Birincisiyle başlayalım öyleyse.
Gürcü filozof Shalva Nutsubitze (1888-1969), Kudüs ve Atina sentezinden başarılı felsefi argümanlar üretmiş Gelati Okulu’na mensup düşünürlerin, kültürlerarası felsefenin, düşünce geleneklerinin kesiştiği yerde mümkün olabileceğini vurguladığını aktarıyor. Onlara göre Batılı filozoflar, nadiren Batı dışı felsefelerle ilgilenmeleri nedeniyle çağdaş sınama ve meydan okumalara yeterli tepkiyi veremiyorlar. Zaten felsefenin Batı düşüncesinin ürünü olduğuna ilişkin varsayımın kolonyal düşünce mirasından geldiği de basit gerçek. Bu nedenle Batı düşüncesine “felsefe” diyorlar ve Batı dışındaki düşünceye ise “hikmet/bilgelik” adını vererek onu felsefenin dışında tutuyorlar. (Iremadze ve Reinhold, 141-142).
Husserl’den itibaren Aydınlanma eleştirisiyle yola çıkan düşünce geleneğinin Avrupa’nın krizi olarak adlandırdığı şey, aslında özne odaklı ve monologa yatkın eski felsefenin kültürel farklılıklara ve düşünce geleneklerine kapalı yapısının kaçınılmaz sonucuydu. Husserl ve halefleri bu krizi Avrupa’nın iç dinamiklerine bağlasa da gerçekte sorun, kültürlerarası felsefeye ve poliloga alışkın olmayan düşüncenin çıkmaza girmesidir.
19. yüzyıldan 20. yüzyıla geçerken kimi felsefeciler, hızla yükselen bilimsel disiplinler karşısında kendi alanlarının yeniden tanımlanması ve yapılandırılması gerektiğini düşünüyorlardı. Bu çabanın öncüsü fenomenoloji ekolüdür. Aslında matematikçi olan Husserl, hayatın sayısallaştırılmasına sert biçimde itiraz etmişti. Avrupa’da felsefe dünyasında yaşanan kriz, toplumsal çalkantılar ve doğa bilimlerinin önemli ilerlemeler gerçekleştirip felsefeden kopması bir tür kimlik krizine yol açmıştı. (Güzeldere 2019).
20. yüzyılın başlarında Avrupa’nın politik ve toplumsal dalgalanmalar yaşanmasına ilaveten felsefi olarak da çıkmaza girdiğini ilan eden düşünür Alman filozof Edmund Husserl (1859-1938) oldu.
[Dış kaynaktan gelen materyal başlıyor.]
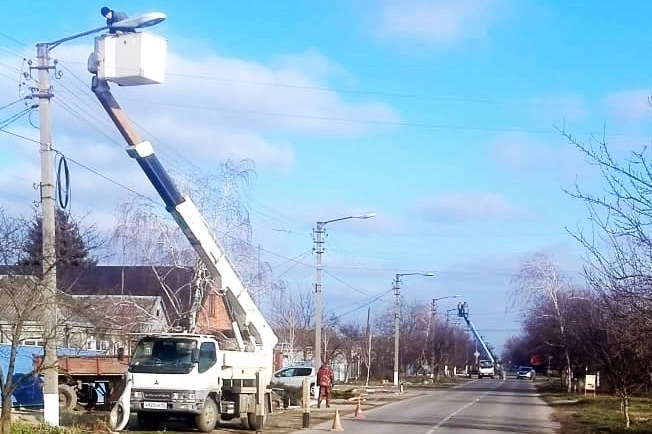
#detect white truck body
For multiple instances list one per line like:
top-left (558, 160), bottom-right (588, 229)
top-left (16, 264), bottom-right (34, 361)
top-left (89, 30), bottom-right (278, 432)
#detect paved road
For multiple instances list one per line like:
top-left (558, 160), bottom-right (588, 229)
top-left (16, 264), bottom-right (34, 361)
top-left (296, 378), bottom-right (558, 434)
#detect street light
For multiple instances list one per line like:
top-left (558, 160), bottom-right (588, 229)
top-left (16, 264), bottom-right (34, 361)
top-left (394, 273), bottom-right (435, 386)
top-left (430, 294), bottom-right (461, 378)
top-left (313, 212), bottom-right (376, 367)
top-left (30, 12), bottom-right (165, 426)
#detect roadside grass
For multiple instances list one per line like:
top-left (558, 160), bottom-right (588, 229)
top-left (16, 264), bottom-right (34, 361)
top-left (535, 379), bottom-right (652, 434)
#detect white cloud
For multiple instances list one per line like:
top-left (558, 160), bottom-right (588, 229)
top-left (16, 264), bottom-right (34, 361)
top-left (530, 93), bottom-right (589, 127)
top-left (605, 89), bottom-right (652, 122)
top-left (419, 192), bottom-right (526, 222)
top-left (380, 0), bottom-right (502, 44)
top-left (489, 132), bottom-right (554, 172)
top-left (0, 44), bottom-right (398, 231)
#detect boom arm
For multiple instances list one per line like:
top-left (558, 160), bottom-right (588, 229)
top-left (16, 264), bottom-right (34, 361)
top-left (92, 76), bottom-right (278, 354)
top-left (457, 303), bottom-right (496, 365)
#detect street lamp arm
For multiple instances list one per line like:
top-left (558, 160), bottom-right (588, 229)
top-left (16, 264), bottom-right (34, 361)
top-left (45, 26), bottom-right (109, 49)
top-left (317, 212), bottom-right (376, 227)
top-left (432, 294), bottom-right (461, 303)
top-left (45, 12), bottom-right (166, 50)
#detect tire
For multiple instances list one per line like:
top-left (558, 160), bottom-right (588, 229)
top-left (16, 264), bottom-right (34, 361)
top-left (108, 402), bottom-right (129, 431)
top-left (243, 406), bottom-right (267, 431)
top-left (240, 413), bottom-right (251, 430)
top-left (136, 411), bottom-right (158, 431)
top-left (59, 384), bottom-right (77, 411)
top-left (195, 396), bottom-right (219, 432)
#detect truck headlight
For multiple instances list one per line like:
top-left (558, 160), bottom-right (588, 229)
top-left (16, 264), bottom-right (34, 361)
top-left (172, 391), bottom-right (195, 402)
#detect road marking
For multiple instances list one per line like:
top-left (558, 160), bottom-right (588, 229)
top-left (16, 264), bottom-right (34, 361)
top-left (426, 385), bottom-right (501, 434)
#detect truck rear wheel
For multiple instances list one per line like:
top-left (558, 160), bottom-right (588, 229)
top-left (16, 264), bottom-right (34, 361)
top-left (242, 413), bottom-right (267, 431)
top-left (59, 384), bottom-right (77, 411)
top-left (195, 397), bottom-right (219, 432)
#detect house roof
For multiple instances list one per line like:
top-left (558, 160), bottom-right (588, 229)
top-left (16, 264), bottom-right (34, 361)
top-left (57, 265), bottom-right (193, 325)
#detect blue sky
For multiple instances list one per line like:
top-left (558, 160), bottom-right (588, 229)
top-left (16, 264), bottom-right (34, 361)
top-left (0, 0), bottom-right (652, 354)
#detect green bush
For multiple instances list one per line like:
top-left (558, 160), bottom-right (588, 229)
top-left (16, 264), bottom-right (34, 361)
top-left (11, 421), bottom-right (82, 434)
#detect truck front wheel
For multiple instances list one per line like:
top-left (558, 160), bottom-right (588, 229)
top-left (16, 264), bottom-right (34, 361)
top-left (195, 397), bottom-right (219, 432)
top-left (59, 384), bottom-right (77, 411)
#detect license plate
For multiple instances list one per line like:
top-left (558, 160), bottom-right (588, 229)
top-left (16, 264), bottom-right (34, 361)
top-left (143, 401), bottom-right (168, 410)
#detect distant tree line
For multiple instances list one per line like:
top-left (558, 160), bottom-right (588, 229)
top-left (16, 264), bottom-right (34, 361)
top-left (503, 133), bottom-right (652, 427)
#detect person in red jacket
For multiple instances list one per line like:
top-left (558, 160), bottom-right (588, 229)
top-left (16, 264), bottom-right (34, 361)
top-left (317, 360), bottom-right (335, 408)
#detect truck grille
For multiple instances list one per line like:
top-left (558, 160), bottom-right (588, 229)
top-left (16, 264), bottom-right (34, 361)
top-left (143, 390), bottom-right (172, 401)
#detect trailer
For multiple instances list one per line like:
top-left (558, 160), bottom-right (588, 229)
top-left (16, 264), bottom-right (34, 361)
top-left (58, 355), bottom-right (128, 411)
top-left (0, 343), bottom-right (127, 411)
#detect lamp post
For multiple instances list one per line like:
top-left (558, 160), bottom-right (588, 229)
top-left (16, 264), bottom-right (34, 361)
top-left (430, 294), bottom-right (461, 379)
top-left (313, 212), bottom-right (376, 367)
top-left (30, 12), bottom-right (165, 426)
top-left (394, 273), bottom-right (435, 386)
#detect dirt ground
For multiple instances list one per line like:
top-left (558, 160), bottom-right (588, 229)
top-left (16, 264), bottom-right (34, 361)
top-left (14, 386), bottom-right (412, 434)
top-left (260, 388), bottom-right (412, 434)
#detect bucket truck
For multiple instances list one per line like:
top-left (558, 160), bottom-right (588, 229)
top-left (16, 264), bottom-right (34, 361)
top-left (457, 302), bottom-right (501, 378)
top-left (88, 28), bottom-right (277, 432)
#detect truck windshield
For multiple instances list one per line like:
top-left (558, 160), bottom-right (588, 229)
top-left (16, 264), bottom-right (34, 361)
top-left (129, 337), bottom-right (197, 374)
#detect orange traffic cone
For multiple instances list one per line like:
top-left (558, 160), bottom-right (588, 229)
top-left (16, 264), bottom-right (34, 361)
top-left (354, 396), bottom-right (364, 419)
top-left (331, 407), bottom-right (344, 431)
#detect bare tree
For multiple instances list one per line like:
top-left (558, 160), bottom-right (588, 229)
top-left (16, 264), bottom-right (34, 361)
top-left (0, 207), bottom-right (51, 433)
top-left (513, 254), bottom-right (573, 392)
top-left (112, 160), bottom-right (272, 330)
top-left (562, 131), bottom-right (652, 426)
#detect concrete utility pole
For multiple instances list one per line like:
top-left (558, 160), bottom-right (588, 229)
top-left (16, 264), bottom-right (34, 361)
top-left (394, 274), bottom-right (401, 386)
top-left (313, 222), bottom-right (326, 367)
top-left (393, 273), bottom-right (435, 386)
top-left (312, 212), bottom-right (376, 367)
top-left (36, 44), bottom-right (59, 426)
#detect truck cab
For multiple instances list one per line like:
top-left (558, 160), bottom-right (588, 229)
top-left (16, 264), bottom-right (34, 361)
top-left (478, 360), bottom-right (496, 378)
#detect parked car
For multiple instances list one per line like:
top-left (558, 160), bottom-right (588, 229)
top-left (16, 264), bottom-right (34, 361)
top-left (516, 366), bottom-right (536, 380)
top-left (272, 365), bottom-right (317, 407)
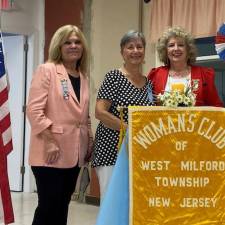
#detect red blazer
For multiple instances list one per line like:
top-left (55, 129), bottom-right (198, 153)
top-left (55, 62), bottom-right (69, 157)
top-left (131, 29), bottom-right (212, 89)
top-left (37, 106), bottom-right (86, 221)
top-left (148, 66), bottom-right (223, 107)
top-left (27, 63), bottom-right (92, 168)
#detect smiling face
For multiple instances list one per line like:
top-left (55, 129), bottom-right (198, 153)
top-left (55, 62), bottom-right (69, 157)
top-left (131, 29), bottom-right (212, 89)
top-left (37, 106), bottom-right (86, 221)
top-left (61, 33), bottom-right (83, 63)
top-left (167, 37), bottom-right (187, 64)
top-left (121, 38), bottom-right (145, 65)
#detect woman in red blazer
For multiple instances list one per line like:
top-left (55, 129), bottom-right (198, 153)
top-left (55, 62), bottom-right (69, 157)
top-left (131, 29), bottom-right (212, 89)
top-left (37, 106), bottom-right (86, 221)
top-left (148, 27), bottom-right (223, 107)
top-left (27, 25), bottom-right (92, 225)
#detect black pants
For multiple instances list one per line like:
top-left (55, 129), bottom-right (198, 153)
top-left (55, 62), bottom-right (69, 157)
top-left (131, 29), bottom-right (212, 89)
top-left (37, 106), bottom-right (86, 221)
top-left (31, 166), bottom-right (80, 225)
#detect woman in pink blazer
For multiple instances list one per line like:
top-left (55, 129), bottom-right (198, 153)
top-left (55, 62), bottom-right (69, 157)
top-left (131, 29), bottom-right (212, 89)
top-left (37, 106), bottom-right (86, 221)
top-left (148, 27), bottom-right (223, 107)
top-left (27, 25), bottom-right (93, 225)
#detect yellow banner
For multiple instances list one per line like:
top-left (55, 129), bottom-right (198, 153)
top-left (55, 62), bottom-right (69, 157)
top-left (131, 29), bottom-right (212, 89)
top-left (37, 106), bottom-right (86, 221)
top-left (129, 107), bottom-right (225, 225)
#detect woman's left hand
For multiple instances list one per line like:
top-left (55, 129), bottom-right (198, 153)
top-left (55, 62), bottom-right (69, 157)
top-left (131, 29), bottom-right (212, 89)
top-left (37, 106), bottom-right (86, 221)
top-left (84, 137), bottom-right (94, 162)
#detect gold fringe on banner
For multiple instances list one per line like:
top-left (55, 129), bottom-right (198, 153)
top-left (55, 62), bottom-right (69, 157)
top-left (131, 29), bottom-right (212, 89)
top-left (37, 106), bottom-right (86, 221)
top-left (117, 106), bottom-right (126, 151)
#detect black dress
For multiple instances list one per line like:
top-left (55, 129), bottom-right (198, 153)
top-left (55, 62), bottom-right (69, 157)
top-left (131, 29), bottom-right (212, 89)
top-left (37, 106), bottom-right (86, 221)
top-left (92, 69), bottom-right (152, 167)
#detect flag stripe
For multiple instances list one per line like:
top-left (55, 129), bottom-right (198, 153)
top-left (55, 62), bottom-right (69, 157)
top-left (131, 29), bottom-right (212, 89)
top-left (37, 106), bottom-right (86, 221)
top-left (0, 36), bottom-right (14, 224)
top-left (0, 101), bottom-right (9, 121)
top-left (0, 76), bottom-right (7, 92)
top-left (2, 127), bottom-right (12, 146)
top-left (0, 113), bottom-right (11, 133)
top-left (0, 88), bottom-right (8, 107)
top-left (0, 191), bottom-right (4, 223)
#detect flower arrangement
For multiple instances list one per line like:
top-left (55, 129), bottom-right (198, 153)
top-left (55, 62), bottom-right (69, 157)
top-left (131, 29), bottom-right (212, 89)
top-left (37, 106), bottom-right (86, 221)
top-left (157, 80), bottom-right (199, 107)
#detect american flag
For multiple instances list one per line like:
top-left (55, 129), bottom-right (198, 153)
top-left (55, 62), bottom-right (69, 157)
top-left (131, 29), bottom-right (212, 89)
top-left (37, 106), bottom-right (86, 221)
top-left (0, 36), bottom-right (14, 224)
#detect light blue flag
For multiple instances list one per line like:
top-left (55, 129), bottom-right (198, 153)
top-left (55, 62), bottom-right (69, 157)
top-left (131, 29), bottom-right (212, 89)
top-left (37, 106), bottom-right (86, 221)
top-left (96, 132), bottom-right (129, 225)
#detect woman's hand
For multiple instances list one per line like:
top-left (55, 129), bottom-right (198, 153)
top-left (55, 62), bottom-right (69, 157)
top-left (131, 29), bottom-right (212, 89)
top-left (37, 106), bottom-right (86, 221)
top-left (45, 143), bottom-right (60, 164)
top-left (95, 99), bottom-right (127, 131)
top-left (84, 137), bottom-right (94, 163)
top-left (41, 129), bottom-right (60, 164)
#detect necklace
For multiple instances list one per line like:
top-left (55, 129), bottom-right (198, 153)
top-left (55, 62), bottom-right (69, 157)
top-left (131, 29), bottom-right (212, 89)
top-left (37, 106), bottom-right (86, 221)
top-left (169, 67), bottom-right (190, 78)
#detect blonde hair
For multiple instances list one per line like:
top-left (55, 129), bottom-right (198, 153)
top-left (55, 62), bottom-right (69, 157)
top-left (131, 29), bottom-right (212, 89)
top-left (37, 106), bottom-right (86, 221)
top-left (157, 27), bottom-right (197, 66)
top-left (48, 25), bottom-right (88, 73)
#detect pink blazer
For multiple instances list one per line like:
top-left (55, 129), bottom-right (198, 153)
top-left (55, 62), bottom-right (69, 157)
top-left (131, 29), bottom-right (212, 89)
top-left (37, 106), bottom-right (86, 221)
top-left (27, 63), bottom-right (91, 168)
top-left (148, 66), bottom-right (223, 107)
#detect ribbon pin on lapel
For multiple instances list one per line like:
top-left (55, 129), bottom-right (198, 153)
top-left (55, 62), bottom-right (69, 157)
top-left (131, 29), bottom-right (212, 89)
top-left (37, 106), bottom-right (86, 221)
top-left (61, 79), bottom-right (69, 100)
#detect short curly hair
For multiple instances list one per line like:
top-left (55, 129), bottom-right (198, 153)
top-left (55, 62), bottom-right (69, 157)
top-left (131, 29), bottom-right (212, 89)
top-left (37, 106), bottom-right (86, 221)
top-left (157, 27), bottom-right (197, 66)
top-left (48, 24), bottom-right (88, 73)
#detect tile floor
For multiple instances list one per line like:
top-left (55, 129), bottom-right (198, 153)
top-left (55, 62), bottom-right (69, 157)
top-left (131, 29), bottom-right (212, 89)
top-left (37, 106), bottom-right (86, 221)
top-left (12, 192), bottom-right (99, 225)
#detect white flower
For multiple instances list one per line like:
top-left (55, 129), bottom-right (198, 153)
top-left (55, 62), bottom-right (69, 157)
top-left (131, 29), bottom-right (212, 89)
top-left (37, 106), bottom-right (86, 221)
top-left (157, 80), bottom-right (199, 107)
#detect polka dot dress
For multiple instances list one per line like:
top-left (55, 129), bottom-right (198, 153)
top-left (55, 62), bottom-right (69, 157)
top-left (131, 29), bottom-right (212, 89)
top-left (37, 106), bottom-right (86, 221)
top-left (92, 69), bottom-right (152, 167)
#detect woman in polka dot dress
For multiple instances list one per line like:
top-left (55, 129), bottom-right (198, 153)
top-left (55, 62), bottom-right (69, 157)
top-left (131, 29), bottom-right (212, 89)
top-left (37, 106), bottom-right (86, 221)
top-left (92, 31), bottom-right (152, 200)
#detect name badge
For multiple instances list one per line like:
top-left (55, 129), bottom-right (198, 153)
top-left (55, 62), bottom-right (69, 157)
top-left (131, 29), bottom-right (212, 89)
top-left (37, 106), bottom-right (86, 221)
top-left (61, 79), bottom-right (69, 100)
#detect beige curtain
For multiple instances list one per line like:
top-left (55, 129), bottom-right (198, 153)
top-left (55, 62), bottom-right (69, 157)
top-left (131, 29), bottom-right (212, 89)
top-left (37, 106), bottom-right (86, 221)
top-left (150, 0), bottom-right (225, 42)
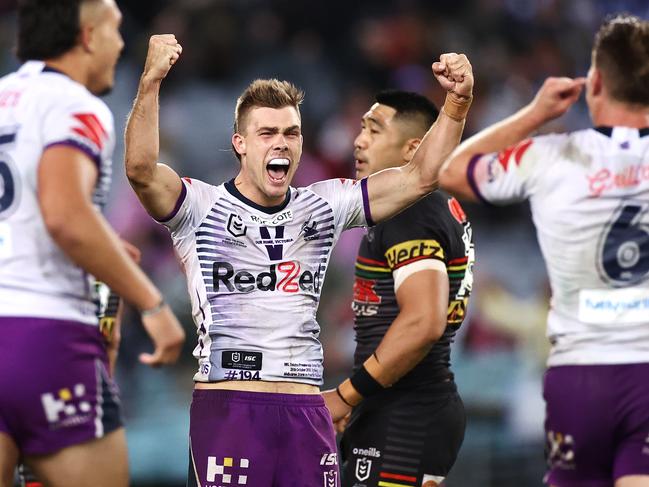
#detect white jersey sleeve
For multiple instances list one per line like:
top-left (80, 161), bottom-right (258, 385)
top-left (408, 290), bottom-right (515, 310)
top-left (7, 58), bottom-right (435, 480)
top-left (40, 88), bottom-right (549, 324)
top-left (0, 61), bottom-right (115, 324)
top-left (467, 134), bottom-right (566, 205)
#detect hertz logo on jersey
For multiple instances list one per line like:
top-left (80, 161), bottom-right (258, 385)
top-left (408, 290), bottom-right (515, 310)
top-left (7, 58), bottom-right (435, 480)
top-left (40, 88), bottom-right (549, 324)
top-left (385, 240), bottom-right (444, 269)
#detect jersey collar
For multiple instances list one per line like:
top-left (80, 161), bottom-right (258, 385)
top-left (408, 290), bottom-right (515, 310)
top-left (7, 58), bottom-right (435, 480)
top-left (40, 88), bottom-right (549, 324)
top-left (224, 178), bottom-right (291, 215)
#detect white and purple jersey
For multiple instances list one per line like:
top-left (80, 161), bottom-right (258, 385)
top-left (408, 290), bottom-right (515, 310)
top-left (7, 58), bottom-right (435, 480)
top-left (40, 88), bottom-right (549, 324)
top-left (163, 179), bottom-right (371, 385)
top-left (0, 61), bottom-right (115, 324)
top-left (468, 127), bottom-right (649, 366)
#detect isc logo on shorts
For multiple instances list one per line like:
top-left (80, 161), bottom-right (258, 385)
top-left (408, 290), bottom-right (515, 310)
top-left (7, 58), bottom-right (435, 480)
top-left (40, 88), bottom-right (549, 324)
top-left (205, 457), bottom-right (250, 487)
top-left (41, 384), bottom-right (92, 426)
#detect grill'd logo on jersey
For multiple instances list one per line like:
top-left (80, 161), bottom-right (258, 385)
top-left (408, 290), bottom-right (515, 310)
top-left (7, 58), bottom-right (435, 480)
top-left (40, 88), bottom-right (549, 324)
top-left (41, 384), bottom-right (92, 426)
top-left (72, 113), bottom-right (108, 150)
top-left (385, 240), bottom-right (444, 269)
top-left (213, 261), bottom-right (320, 293)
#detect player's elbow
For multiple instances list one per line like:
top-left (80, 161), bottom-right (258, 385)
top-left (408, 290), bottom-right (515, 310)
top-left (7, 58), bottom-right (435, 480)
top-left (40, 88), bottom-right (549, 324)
top-left (124, 156), bottom-right (155, 186)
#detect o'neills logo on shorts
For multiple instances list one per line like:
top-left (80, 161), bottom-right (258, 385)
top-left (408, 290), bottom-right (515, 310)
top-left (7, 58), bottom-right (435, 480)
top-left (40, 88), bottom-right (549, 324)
top-left (353, 447), bottom-right (381, 458)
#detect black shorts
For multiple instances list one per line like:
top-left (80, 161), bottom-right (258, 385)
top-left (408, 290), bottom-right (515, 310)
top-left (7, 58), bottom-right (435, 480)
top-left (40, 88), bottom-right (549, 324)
top-left (340, 382), bottom-right (466, 487)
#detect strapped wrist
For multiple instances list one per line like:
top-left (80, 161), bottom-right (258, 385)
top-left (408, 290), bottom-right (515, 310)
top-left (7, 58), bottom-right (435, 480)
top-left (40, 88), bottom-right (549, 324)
top-left (442, 91), bottom-right (473, 122)
top-left (140, 298), bottom-right (167, 318)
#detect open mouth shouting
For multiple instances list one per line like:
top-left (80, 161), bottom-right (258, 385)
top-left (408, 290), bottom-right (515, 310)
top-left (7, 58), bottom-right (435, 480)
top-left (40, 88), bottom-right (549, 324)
top-left (266, 157), bottom-right (291, 184)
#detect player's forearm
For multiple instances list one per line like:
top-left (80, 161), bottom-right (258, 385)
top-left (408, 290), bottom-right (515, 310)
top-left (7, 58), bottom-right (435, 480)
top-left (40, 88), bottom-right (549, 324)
top-left (46, 203), bottom-right (161, 310)
top-left (439, 105), bottom-right (545, 199)
top-left (337, 312), bottom-right (446, 407)
top-left (124, 76), bottom-right (160, 186)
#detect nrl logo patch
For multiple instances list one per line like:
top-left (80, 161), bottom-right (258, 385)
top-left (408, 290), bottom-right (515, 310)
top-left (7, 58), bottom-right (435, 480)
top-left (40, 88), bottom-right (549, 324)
top-left (355, 457), bottom-right (372, 482)
top-left (227, 213), bottom-right (246, 237)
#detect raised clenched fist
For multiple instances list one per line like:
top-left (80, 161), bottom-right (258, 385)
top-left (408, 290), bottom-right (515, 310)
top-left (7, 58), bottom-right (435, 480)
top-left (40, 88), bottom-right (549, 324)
top-left (143, 34), bottom-right (183, 81)
top-left (432, 52), bottom-right (473, 98)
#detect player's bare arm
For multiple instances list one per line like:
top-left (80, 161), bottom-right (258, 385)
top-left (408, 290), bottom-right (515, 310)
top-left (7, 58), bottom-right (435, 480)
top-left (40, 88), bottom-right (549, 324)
top-left (439, 78), bottom-right (586, 201)
top-left (367, 53), bottom-right (473, 222)
top-left (125, 34), bottom-right (182, 220)
top-left (323, 269), bottom-right (449, 431)
top-left (38, 146), bottom-right (185, 365)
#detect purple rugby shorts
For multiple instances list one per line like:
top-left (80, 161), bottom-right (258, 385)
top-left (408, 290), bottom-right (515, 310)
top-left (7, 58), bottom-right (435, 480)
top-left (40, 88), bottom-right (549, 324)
top-left (0, 317), bottom-right (122, 455)
top-left (187, 389), bottom-right (340, 487)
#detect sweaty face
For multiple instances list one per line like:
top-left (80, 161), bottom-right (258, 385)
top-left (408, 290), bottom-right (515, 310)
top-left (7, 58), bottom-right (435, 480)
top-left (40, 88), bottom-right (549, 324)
top-left (81, 0), bottom-right (124, 95)
top-left (232, 107), bottom-right (302, 206)
top-left (354, 103), bottom-right (407, 179)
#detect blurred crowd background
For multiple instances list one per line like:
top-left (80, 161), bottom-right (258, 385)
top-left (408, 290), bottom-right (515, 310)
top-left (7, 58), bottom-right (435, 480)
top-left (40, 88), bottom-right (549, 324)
top-left (0, 0), bottom-right (649, 487)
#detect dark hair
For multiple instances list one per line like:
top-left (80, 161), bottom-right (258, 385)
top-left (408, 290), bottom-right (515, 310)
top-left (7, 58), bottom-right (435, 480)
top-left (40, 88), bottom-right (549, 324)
top-left (375, 90), bottom-right (439, 137)
top-left (232, 78), bottom-right (304, 160)
top-left (16, 0), bottom-right (93, 61)
top-left (593, 14), bottom-right (649, 105)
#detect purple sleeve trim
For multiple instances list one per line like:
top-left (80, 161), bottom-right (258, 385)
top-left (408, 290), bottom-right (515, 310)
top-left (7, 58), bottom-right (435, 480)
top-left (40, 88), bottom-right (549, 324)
top-left (361, 178), bottom-right (374, 227)
top-left (466, 154), bottom-right (491, 205)
top-left (43, 139), bottom-right (101, 172)
top-left (155, 178), bottom-right (187, 223)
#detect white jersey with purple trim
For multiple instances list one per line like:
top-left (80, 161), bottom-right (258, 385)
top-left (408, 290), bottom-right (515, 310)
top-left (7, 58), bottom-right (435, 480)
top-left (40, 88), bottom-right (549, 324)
top-left (0, 61), bottom-right (115, 324)
top-left (468, 127), bottom-right (649, 366)
top-left (164, 179), bottom-right (371, 385)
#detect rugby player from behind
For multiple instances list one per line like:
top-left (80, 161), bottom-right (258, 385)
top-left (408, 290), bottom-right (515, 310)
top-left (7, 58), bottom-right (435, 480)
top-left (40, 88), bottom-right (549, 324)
top-left (0, 0), bottom-right (184, 487)
top-left (125, 35), bottom-right (473, 487)
top-left (441, 15), bottom-right (649, 487)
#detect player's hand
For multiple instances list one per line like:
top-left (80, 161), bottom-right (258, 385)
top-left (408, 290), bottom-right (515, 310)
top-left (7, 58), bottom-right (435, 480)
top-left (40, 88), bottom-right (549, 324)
top-left (322, 389), bottom-right (352, 429)
top-left (334, 412), bottom-right (352, 433)
top-left (530, 78), bottom-right (586, 123)
top-left (142, 34), bottom-right (183, 81)
top-left (140, 304), bottom-right (185, 367)
top-left (432, 52), bottom-right (473, 98)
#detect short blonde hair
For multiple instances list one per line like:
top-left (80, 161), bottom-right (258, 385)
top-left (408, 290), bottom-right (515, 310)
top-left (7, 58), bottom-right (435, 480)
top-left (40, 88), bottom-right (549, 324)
top-left (234, 78), bottom-right (304, 134)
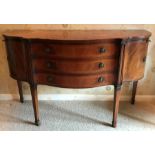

Düşünce sistemini Aydınlanma eleştirisi üzerine kuran Husserl, 1935’deki Viyana derslerinde Avrupa uluslarının hasta olduğunu ve Avrupa’nın krizden geçtiğini söyledi. (Husserl, 270).
Kriz, esas itibariyle Aydınlanmacı düşüncenin hâkim kılmaya çalıştığı rasyonalizme güvenin sarsılmasıydı. Aydınlanma ve onun kurumlaşmış şekli olan Fransız Devrimi’nin yerleştirdiği pozitivist bilimsellik gücünü kaybediyordu. Gerçekte gerileyen, hatta çöken, Fransız Devrimi konu olduğunda hiçbir muhalif görüşe, yaşanan terör ve skandallara aldırış etmeyen Kant’ın aklıydı. Fransız Devrimi ile Kant arasında kurulan yakın bağ, Kant’ın felsefede yaptığı şey ile Fransız Devrimi’nin siyasette yaptığı şey arasında kurulan yakınlığa, daha doğrusu bir tür kısa devreye dayanır. (Agtaş – Yılmaz 826).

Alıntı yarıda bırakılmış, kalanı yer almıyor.